Eating more fish can protect your heart, a new study published in the Journal of the American College of Cardiology suggests.
Researchers recently looked at why middle-aged Japanese men have far less heart disease than American men.
"The death rate from coronary heart disease in Japan has always been puzzlingly low," said Akira Sekikawa, a leader of the study and assistant professor of epidemiology at the University of Pittsburgh.
"Our study suggests that the very low rates of coronary heart disease among Japanese living in Japan may be due to their lifelong high consumption of fish," Sekikawa said.
The study included 281 Japanese men, 306 white American men, and 281 Japanese-American men.
Even though a series of blood samples found that the Japanese and Japanese-American men smoked more, had higher blood pressure, and a higher rate of diabetes --- all factors that contribute to heart disease --- they had significantly less calcification and build up in their arteries.

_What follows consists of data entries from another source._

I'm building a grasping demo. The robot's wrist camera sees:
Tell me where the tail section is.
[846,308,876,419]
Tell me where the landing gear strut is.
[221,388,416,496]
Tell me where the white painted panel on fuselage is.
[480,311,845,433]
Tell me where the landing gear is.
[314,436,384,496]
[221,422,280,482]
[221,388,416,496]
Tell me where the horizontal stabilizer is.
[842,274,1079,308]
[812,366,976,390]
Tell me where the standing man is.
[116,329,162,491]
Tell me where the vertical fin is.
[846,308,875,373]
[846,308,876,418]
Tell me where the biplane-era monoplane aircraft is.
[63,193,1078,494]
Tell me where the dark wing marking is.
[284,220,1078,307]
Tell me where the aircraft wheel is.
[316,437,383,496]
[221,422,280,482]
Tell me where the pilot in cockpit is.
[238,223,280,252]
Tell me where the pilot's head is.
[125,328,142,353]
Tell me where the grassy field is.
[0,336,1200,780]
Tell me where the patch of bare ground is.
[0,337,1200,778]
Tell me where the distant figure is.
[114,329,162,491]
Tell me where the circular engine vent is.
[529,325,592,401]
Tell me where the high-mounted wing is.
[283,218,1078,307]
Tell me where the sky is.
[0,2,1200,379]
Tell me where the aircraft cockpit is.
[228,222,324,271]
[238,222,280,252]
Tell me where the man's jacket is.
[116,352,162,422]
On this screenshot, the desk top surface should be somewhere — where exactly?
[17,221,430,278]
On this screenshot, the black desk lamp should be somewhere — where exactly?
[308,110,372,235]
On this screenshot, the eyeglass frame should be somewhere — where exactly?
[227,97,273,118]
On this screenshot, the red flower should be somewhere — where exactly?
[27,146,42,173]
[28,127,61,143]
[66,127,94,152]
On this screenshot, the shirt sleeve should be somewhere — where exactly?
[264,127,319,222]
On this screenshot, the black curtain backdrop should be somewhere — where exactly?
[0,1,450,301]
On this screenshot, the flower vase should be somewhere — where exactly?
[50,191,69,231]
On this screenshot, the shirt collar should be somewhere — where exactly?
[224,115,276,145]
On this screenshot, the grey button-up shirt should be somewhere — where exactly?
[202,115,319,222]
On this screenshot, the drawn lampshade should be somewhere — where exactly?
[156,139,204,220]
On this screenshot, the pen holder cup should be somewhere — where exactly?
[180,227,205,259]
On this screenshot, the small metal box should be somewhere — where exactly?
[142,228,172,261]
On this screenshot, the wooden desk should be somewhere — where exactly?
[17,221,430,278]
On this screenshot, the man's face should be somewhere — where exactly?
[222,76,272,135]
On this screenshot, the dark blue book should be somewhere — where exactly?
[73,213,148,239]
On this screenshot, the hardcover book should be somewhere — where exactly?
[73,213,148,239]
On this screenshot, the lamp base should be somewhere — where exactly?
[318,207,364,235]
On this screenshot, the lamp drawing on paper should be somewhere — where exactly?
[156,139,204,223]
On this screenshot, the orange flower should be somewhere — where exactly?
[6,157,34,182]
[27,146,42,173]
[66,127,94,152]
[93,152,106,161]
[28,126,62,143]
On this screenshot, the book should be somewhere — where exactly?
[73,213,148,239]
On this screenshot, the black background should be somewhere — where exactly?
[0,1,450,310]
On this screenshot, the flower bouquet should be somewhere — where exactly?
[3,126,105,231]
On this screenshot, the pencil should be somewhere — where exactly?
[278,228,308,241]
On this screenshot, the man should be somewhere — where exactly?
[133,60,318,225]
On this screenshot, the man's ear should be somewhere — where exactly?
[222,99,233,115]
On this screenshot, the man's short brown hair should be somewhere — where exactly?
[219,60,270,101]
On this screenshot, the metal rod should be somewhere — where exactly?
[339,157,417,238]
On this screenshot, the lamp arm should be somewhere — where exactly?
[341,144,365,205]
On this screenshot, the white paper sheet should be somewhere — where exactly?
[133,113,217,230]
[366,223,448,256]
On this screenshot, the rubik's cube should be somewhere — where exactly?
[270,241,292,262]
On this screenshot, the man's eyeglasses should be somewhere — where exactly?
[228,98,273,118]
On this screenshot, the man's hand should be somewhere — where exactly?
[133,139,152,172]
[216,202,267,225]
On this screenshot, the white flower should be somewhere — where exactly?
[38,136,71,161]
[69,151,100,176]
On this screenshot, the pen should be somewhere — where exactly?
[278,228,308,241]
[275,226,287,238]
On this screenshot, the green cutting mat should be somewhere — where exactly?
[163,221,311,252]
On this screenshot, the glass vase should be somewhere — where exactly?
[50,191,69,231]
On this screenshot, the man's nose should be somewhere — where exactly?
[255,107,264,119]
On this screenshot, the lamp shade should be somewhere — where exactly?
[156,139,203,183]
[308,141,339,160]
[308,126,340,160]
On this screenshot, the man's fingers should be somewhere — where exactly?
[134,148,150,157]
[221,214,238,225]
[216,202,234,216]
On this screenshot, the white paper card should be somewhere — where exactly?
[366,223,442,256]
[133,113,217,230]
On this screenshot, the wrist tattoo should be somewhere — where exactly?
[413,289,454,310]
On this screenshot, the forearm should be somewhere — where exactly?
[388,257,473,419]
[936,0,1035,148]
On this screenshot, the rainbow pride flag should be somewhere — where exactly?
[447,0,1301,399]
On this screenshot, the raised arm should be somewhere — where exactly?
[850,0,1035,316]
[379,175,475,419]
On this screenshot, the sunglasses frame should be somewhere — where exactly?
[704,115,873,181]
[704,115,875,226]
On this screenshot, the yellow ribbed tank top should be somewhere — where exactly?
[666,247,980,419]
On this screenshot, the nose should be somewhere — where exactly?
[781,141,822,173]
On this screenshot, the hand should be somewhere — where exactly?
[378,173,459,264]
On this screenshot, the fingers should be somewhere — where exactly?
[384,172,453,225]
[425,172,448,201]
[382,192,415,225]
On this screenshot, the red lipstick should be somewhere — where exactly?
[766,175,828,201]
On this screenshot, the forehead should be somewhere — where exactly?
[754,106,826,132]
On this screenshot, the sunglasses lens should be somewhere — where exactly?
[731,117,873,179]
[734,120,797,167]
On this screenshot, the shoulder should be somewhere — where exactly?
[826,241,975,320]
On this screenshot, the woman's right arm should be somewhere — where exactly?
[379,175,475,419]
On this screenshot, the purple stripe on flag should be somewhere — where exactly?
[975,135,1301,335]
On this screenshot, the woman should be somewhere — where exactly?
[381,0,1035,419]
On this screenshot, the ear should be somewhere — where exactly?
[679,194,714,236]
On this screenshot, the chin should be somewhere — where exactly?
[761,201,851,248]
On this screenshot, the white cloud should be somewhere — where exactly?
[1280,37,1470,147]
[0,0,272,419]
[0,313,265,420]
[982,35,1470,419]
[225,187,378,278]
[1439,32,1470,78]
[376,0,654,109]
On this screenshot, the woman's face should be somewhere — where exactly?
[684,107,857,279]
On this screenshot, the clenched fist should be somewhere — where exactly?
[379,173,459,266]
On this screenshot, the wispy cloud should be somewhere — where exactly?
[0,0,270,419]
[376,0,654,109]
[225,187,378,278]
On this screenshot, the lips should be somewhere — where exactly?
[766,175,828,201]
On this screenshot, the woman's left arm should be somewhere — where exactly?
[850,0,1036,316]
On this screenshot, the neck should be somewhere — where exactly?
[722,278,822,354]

"Fish is an important factor in keeping the Japanese healthy," said William Harris, director of the Metabolism and Nutrition Research Center.
The Japanese eat about three ounces of fish a day, while the typical American eats fish only about twice a week.
The American Heart Association recommends eating oily fish like tuna, salmon, and sardines, which are high in omega 3 fatty acids and protect against clogged arteries.